Personally, I would typically experience; tight chest, feeling like my throat was closing over, pins and needles which usually lead to me hyperventilating or just not being able to move or the symptoms felt like they got worse. Panic attacks can make you feel all sorts of things but in no way can they actually hurt you or harm you despite them making you feel that way. The problem is, despite knowing this you cannot just snap out of it.
It got to the point where I would be up for hours at night, if family members took me and my sisters out for the day there were occasions where we all had to come home early because I had panicked about something and they were unable to calm me down. My closest friends had to know how to calm me down best as possible when I was out with them and during lessons when I first started secondary school I would often have to go to the nurses office due to something triggering a panic attack during lessons.
This got to the point where it was happening far too often (most of the time it was a few times a day) and my mum was in contact with the school about it.

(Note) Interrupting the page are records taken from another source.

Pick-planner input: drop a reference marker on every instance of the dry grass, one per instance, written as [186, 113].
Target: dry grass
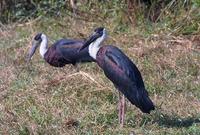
[39, 99]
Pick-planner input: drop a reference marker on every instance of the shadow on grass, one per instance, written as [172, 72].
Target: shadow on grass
[167, 120]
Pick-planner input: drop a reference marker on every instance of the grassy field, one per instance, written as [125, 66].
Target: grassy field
[36, 98]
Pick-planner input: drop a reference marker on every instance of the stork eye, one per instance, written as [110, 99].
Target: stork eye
[38, 37]
[99, 29]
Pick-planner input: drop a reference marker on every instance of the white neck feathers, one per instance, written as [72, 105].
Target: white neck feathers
[43, 45]
[95, 46]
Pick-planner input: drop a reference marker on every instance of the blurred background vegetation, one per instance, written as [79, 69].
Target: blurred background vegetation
[180, 16]
[160, 36]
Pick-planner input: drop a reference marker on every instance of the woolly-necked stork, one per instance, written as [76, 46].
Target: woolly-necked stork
[121, 71]
[62, 52]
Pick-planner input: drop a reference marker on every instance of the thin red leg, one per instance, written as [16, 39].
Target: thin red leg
[121, 107]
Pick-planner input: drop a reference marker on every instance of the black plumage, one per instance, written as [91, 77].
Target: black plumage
[125, 76]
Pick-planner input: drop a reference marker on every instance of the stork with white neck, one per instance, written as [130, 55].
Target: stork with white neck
[62, 52]
[121, 71]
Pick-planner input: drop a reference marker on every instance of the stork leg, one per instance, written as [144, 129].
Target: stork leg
[121, 114]
[77, 67]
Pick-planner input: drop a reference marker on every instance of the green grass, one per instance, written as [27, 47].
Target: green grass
[39, 99]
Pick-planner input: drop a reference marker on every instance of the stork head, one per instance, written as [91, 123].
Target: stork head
[35, 43]
[97, 37]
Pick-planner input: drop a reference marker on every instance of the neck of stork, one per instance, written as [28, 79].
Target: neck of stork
[43, 45]
[95, 46]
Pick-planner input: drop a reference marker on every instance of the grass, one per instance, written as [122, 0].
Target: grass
[39, 99]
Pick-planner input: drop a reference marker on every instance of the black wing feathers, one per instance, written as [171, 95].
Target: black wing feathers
[127, 78]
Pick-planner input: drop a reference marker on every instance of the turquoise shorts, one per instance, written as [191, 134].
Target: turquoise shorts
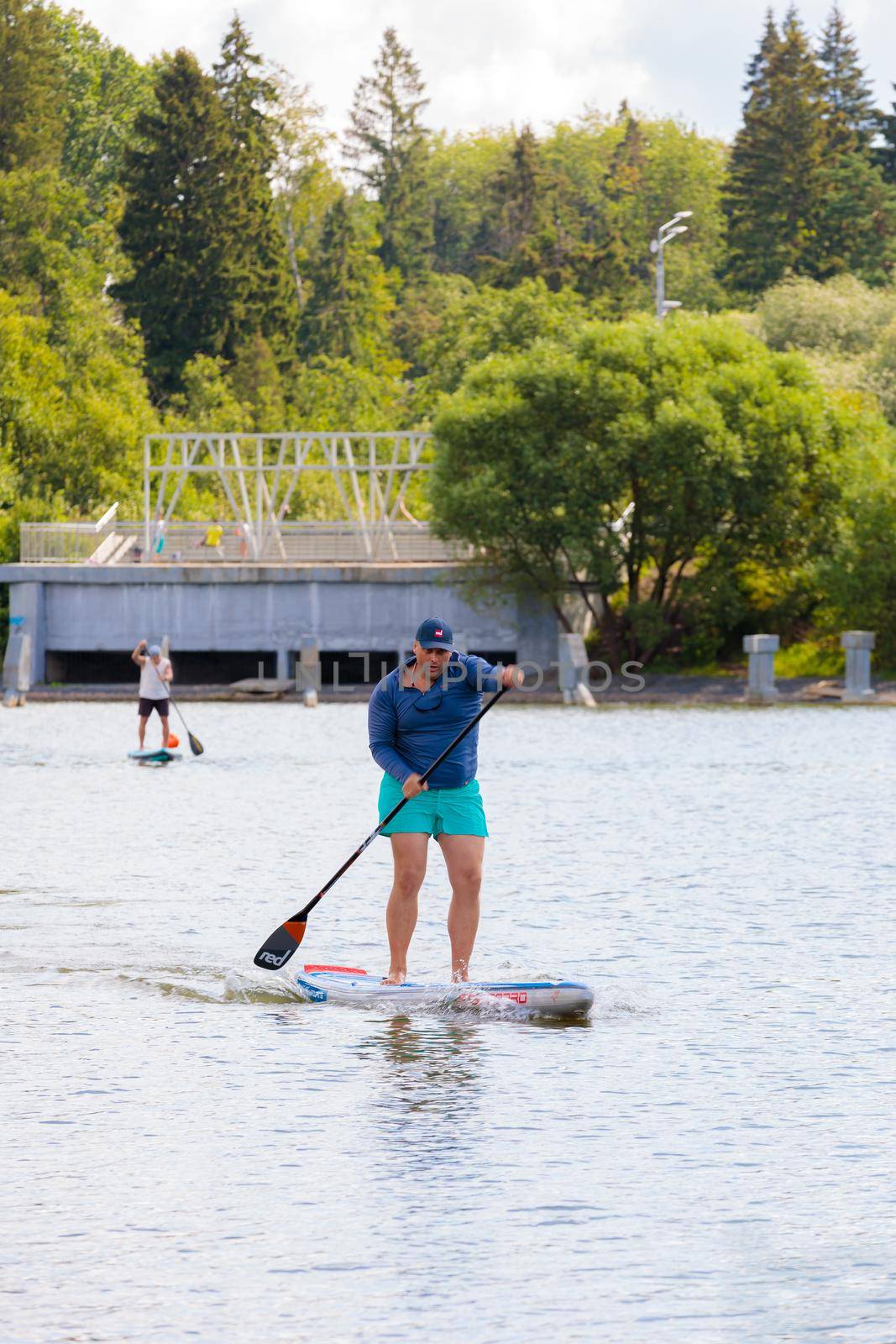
[434, 812]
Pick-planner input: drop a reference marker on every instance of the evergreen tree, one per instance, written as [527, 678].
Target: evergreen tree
[305, 185]
[268, 302]
[389, 147]
[775, 181]
[530, 228]
[851, 116]
[105, 91]
[886, 152]
[622, 259]
[351, 302]
[856, 226]
[179, 226]
[31, 87]
[508, 245]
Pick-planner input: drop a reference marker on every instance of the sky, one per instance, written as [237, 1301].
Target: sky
[495, 62]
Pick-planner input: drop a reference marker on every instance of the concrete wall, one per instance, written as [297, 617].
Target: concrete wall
[219, 606]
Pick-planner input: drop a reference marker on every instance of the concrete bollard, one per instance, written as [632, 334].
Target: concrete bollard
[857, 645]
[308, 669]
[16, 669]
[574, 671]
[761, 669]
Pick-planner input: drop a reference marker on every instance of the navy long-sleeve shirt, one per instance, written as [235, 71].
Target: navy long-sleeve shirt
[409, 729]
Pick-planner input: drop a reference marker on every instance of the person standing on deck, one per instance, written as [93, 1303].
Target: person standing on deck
[414, 714]
[155, 676]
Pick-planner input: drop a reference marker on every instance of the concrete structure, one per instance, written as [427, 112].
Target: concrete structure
[574, 671]
[761, 667]
[859, 645]
[259, 609]
[16, 665]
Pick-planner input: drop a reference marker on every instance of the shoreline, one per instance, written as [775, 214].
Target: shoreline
[660, 690]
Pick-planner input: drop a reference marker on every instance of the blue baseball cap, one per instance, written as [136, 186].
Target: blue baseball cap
[434, 635]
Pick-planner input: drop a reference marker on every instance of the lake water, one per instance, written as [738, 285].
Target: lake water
[191, 1153]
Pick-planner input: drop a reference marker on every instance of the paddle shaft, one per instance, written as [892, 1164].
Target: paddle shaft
[167, 687]
[302, 914]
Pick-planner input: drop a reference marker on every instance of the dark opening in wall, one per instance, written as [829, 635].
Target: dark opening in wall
[109, 667]
[217, 667]
[102, 667]
[355, 667]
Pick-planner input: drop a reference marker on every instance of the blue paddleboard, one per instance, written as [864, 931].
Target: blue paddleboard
[351, 985]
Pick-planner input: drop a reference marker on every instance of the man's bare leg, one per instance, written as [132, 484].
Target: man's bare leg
[409, 855]
[464, 862]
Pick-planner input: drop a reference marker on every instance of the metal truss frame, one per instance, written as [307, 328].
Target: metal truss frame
[258, 475]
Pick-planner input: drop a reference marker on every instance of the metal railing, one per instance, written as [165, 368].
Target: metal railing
[199, 543]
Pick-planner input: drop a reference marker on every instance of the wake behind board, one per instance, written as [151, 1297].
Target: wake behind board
[351, 985]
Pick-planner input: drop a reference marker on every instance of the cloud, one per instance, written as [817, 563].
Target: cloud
[492, 62]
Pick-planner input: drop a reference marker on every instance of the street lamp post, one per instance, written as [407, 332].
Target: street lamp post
[665, 233]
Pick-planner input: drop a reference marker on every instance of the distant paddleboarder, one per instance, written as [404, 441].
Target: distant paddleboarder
[155, 678]
[414, 714]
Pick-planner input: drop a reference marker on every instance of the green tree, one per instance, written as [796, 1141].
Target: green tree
[105, 91]
[461, 171]
[188, 280]
[305, 185]
[31, 87]
[642, 467]
[264, 296]
[886, 151]
[347, 315]
[856, 226]
[387, 144]
[624, 259]
[775, 185]
[474, 324]
[849, 114]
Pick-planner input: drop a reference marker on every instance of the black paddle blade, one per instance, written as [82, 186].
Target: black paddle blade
[281, 945]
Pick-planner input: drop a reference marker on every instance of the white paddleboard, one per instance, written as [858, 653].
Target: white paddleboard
[351, 985]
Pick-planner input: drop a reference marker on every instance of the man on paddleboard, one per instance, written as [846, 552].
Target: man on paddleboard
[414, 714]
[155, 675]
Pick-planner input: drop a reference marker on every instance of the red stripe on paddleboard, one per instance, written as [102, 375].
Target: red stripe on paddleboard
[351, 971]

My mum then arranged for me to have counselling through the school for a while. I did find this helped me. It showed me different ways of attempting to calm myself down before a situation got out of hand.
Thankfully overtime I have managed to suppress my anxiety an awful lot compared to how it used to be. I do find myself suffering with panic attacks to this day and unfortunately I don’t believe I will ever fully rid myself of them. But there are now ways I can help myself a lot of the time before they escalate to an unhealthy level. I think people forget that it isn’t just the people suffering with anxiety that go through all of stress and everything that comes with it. I was lucky there were so many people around me willing to help and trying to understand. Despite having people around you wanting desperately to make you feel better, anxiety can and in most cases does make you feel very lonely and isolated.
The thing I most wanted to add to this post was a thank you. Although this may seem out-of-place in a blog post, I feel it is important for me to say it. The thank you is first of all for my Mum and Dad, who spent countless sleepless nights with me, calming me down during outings and generally doing everything they could to reassure me on a daily basis. The second is for my Grandma and Grandad, due to me spending a lot of time at their house staying over and generally being around them a lot, they did the same for me. They gave me reassurance again and kept my mind off of things that may have caused me to panic wherever possible. And last but in no way least is Ollie. He now spends every day with me and sees how anxious I can get a times. He stays calm when I am the furthest thing from it and looks after me when I don’t feel comfortable in a situation. Of course there are also thank you’s for all my other family members, friend’s school teachers etc that have helped me along the way.
Anxiety is an ongoing battle for many people and is often overlooked or classed as someone ‘over-reacting’ to a situation. If you are reading this as someone who also suffers with anxiety, do not be ashamed to speak out about it and ask for help. There are many people and places offering help and advice when dealing with anxiety. If you are someone reading this and do not suffer with it, you may know someone who does, or just want to be more aware of it. Please do not dismiss someone for ‘just panicking a lot’, offer some support or find ways you may be able to help someone in a situation they cannot get out of. If you are unable to do this, helping them find someone or something that helps them calm down is just as useful. Thank you for taking the time to read this post, it is something that I feel is important to speak about and for people to be aware of. Let me know your thoughts.